Results: There were significant positive bivariate correlations (p < .01) between social conflict and stressful life events and each of the three outcome variables: PTSD, depression, and anxiety symptoms. Likewise, there were significant negative bivariate correlations (p < .01) between social support and each of the three outcome variables. After controlling for co-morbid mental health symptoms, hierarchical linear regression showed that greater PTSD symptom severity was best explained by greater post-deployment stressful life events and of the presence of social conflict.  Anxiety symptom severity was best explained by the absence of perceived social support and the presence of conflict.  And in contrast, greater depression symptom severity was best explained by the absence of social support.  

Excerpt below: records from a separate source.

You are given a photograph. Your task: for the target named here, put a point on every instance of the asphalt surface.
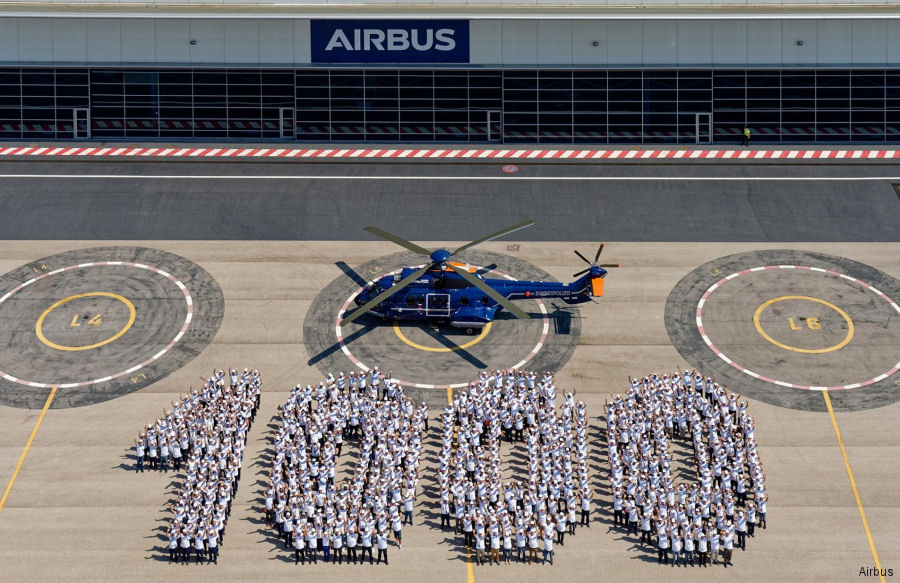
(112, 200)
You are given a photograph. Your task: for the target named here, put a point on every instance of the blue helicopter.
(449, 292)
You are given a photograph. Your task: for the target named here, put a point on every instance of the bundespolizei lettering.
(393, 41)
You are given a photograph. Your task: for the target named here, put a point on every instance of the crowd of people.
(691, 523)
(529, 515)
(206, 432)
(315, 511)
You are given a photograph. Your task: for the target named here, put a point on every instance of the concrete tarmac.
(76, 511)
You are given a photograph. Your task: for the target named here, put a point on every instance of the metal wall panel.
(498, 42)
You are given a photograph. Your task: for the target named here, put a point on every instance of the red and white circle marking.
(747, 371)
(187, 322)
(340, 335)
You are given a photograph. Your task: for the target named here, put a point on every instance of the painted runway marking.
(37, 425)
(643, 178)
(859, 506)
(718, 352)
(184, 327)
(743, 155)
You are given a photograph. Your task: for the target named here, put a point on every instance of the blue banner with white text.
(389, 41)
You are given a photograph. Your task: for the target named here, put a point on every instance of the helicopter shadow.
(444, 335)
(368, 323)
(349, 272)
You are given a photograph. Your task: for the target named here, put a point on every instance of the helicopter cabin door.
(437, 305)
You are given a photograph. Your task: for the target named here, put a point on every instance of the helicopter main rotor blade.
(398, 240)
(488, 290)
(583, 258)
(527, 223)
(396, 288)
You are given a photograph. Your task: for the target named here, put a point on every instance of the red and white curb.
(430, 154)
(755, 375)
(184, 327)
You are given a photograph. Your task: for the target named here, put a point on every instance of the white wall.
(493, 42)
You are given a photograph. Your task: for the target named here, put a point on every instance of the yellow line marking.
(476, 340)
(38, 328)
(12, 480)
(862, 512)
(837, 346)
(470, 568)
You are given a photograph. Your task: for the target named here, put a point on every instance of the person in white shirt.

Discussion & Implications for Nursing:  There must be careful assessment for the presence of interpersonal conflict, the absence of social support, and the presence of additional life stressors in FSMs presenting with mental health symptoms post-deployment. Resilience in these women could potentially be improved by early assessment of these factors with specific interventions geared toward diminishing their effects on mental health symptom severity.